Di tahun 2026 telah terjadi dua kali peristiwa yang menimpa
adik adik siswa yang belajar silat di SH terate Rayon Dolokgede Ranting
Tambakrejo, Cabang Bojonegoro, Jawa Timur dengan kondisi tulang retak akibat
kelalian warga yang belum mempunyai jiwa mendidik.
Hal tersebut terjadi pada siswa Tingkat hijau dengan
kejadian sambung dan Latihan Training Camp yang di programkan oleh Ranting dan
Rayon untuk memunculkan bibit -bibit altlit pencak silat terbaik.
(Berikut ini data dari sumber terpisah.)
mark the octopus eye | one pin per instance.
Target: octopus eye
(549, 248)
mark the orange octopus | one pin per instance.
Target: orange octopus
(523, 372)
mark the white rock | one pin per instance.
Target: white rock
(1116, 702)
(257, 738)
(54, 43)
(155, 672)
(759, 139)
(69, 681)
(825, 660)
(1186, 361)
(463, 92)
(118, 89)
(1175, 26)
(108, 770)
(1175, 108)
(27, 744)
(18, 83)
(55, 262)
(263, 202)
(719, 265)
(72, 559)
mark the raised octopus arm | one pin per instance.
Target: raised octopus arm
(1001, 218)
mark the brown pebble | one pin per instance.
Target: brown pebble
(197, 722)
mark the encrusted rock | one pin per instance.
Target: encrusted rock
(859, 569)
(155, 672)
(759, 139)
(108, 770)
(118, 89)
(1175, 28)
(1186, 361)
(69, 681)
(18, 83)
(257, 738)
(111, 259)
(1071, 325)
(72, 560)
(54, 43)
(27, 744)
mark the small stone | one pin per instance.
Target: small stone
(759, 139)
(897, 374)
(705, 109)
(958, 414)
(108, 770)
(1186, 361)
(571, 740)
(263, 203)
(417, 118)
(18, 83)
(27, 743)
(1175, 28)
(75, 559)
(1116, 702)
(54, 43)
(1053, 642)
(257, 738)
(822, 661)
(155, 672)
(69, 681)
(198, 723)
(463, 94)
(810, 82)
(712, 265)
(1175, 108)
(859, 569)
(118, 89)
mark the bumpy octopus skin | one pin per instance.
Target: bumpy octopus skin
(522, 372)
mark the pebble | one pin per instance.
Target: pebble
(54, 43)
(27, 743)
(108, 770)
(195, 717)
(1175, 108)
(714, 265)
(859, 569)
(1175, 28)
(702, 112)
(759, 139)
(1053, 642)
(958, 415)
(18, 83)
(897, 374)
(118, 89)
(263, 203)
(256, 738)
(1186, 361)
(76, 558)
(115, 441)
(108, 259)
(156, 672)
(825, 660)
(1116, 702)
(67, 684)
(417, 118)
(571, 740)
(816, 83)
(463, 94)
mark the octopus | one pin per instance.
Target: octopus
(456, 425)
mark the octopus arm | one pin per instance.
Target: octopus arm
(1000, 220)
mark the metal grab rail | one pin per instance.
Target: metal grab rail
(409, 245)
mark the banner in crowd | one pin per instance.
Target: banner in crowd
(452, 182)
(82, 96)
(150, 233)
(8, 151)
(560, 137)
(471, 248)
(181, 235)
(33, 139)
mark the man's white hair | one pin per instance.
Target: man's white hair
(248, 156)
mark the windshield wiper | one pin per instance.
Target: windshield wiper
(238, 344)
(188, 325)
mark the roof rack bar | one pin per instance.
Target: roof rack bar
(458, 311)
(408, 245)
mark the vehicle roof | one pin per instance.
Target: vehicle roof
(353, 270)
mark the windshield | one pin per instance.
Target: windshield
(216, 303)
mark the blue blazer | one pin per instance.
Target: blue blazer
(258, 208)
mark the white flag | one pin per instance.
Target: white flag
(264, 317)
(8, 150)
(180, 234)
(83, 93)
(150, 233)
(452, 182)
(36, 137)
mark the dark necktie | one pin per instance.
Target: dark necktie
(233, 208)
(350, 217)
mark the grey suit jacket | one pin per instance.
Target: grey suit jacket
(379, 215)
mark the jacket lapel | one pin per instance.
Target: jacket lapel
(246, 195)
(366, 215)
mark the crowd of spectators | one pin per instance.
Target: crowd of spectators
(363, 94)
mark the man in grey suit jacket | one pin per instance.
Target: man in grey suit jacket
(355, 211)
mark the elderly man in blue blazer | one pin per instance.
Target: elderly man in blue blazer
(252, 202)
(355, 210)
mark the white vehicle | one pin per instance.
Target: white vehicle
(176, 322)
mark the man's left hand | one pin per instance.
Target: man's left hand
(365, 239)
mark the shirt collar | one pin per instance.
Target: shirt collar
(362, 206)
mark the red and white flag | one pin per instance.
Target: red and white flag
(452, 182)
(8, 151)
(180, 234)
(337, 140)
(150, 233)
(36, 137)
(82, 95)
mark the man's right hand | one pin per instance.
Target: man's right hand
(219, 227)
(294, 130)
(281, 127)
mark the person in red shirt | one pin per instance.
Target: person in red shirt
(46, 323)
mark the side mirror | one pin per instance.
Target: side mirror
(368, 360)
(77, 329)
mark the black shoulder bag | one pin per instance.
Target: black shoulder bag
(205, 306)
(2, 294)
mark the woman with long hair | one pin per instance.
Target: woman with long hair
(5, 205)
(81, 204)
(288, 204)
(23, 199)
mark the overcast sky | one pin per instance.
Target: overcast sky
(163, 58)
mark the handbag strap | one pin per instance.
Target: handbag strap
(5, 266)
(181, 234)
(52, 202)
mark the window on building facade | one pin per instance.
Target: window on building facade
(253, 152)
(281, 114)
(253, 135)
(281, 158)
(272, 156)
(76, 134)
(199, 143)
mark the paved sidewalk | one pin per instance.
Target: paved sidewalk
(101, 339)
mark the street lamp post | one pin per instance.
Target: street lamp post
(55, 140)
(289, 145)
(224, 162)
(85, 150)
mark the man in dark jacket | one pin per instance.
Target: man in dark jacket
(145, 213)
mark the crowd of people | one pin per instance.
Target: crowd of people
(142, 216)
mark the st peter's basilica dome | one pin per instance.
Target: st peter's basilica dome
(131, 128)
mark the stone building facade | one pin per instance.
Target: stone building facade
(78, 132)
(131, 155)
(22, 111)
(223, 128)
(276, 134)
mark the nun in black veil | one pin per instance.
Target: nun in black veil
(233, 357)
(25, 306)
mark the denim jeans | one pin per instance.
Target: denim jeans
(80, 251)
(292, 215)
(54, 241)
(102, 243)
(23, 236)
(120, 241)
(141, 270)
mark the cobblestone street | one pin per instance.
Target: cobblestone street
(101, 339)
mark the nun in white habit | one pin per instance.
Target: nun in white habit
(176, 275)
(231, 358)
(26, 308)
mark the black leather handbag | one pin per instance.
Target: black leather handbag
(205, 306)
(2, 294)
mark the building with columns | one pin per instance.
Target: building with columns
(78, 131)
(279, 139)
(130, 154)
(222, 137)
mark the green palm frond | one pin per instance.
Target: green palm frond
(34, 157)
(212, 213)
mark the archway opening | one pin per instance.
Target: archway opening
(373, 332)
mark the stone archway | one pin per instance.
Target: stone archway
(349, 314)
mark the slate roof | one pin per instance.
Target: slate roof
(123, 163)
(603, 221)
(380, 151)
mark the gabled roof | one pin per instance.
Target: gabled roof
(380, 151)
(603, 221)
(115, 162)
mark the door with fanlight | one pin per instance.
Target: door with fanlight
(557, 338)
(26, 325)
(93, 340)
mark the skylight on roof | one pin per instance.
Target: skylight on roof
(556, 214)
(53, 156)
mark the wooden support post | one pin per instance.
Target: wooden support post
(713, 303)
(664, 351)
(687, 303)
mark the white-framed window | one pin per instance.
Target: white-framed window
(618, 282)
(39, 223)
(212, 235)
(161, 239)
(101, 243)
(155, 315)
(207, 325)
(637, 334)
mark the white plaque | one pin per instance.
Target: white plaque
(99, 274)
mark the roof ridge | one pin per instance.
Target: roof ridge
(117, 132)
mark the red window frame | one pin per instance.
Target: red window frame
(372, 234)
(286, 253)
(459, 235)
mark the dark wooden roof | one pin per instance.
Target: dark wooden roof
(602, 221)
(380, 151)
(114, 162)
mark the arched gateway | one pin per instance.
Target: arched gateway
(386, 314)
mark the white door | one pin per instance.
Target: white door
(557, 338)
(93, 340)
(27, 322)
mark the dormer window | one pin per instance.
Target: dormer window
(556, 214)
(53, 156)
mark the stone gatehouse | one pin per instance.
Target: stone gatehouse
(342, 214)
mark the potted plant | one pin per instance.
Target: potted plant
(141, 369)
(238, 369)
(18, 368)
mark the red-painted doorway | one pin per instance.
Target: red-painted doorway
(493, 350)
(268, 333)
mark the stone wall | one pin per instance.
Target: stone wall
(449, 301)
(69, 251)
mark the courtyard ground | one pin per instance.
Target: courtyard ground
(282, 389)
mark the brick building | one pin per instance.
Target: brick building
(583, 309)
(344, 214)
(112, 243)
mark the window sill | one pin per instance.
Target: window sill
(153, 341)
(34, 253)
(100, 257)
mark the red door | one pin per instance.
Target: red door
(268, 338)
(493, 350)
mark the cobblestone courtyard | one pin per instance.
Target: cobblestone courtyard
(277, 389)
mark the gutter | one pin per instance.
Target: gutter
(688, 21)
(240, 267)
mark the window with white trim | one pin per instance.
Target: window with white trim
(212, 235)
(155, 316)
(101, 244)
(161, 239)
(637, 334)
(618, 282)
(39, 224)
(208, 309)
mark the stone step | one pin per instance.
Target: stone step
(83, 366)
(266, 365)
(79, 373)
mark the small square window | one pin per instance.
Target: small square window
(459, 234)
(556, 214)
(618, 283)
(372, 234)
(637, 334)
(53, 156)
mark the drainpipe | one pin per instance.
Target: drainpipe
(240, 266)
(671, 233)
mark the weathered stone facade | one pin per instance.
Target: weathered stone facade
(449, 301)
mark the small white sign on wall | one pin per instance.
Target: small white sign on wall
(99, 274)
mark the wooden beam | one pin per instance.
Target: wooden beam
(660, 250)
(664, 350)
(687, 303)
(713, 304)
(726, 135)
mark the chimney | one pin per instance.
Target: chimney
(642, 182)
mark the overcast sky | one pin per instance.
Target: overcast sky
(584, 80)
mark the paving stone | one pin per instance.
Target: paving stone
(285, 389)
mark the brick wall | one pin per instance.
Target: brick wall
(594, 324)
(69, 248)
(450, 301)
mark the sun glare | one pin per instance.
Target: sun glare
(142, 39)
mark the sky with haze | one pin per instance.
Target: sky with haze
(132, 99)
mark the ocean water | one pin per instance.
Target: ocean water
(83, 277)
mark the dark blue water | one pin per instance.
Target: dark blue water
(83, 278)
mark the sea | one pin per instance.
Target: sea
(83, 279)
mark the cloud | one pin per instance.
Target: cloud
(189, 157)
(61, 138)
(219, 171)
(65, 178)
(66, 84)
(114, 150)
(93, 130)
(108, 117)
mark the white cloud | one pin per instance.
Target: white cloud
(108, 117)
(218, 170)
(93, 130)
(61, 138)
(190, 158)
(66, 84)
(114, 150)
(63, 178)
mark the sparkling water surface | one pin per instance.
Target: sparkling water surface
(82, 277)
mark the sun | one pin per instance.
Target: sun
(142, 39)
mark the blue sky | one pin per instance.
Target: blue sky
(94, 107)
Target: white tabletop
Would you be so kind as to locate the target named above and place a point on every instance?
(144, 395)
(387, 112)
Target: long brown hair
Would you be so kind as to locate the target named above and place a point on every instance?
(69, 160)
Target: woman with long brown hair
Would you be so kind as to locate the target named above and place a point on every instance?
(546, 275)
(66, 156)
Sejumlah warga dan pengurus di kumpulkan di tempat Latihan
rutin untuk diberikan Edukasi dan pemahaman tentang kepelatihan dan aturan yang
telah di tetapkan oleh Pusat,Cabang, Ranting maupun Rayon SH Terate.
Ketua Rayon, Muhammad ali, menghimbau bagi seluruh warga
yang hadir dan ingin ikut melatih adik adik siswa harus taat dan tunduk pada
peraturan yang sudah di tetapkan oleh pusat Madiun.
Etika Kepelatihan warga di wajibkan izin terlebih dahulu
kepada Koordinator pelatih tetap yang telah di bentuk dan di sahkan oleh Ranting
setempat sebagai orang yang paling bertangungjawab dalam kepalatihan.
Maka dari hal tersebut, Muhammad ali, selaku ketua rayon
mengintruksikan kepada semua warga yang hadir dalam pelatihan rutin tidak boleh
melatih tanpa se izin Koordinator kepelatihan.
Masa depan adik- adik siswa tidak hanya di SH Terate saja, tetapi banyak yang di bersekolah juga dll, maka para pelatih harus mempunyai sikap yang bijaksana
dalan melatih agar tidak menjadikan siswa siswi kita mengalami cidera fatal dan mengkibatkan
kegagalan cita- cita masa depanny, Ungkap Ketua Rayon SH Terate, saat memberikan pembinaan
dan edukasi kepelatihan di balai desa dolokgede,sabtu malam,16 agustus 2026.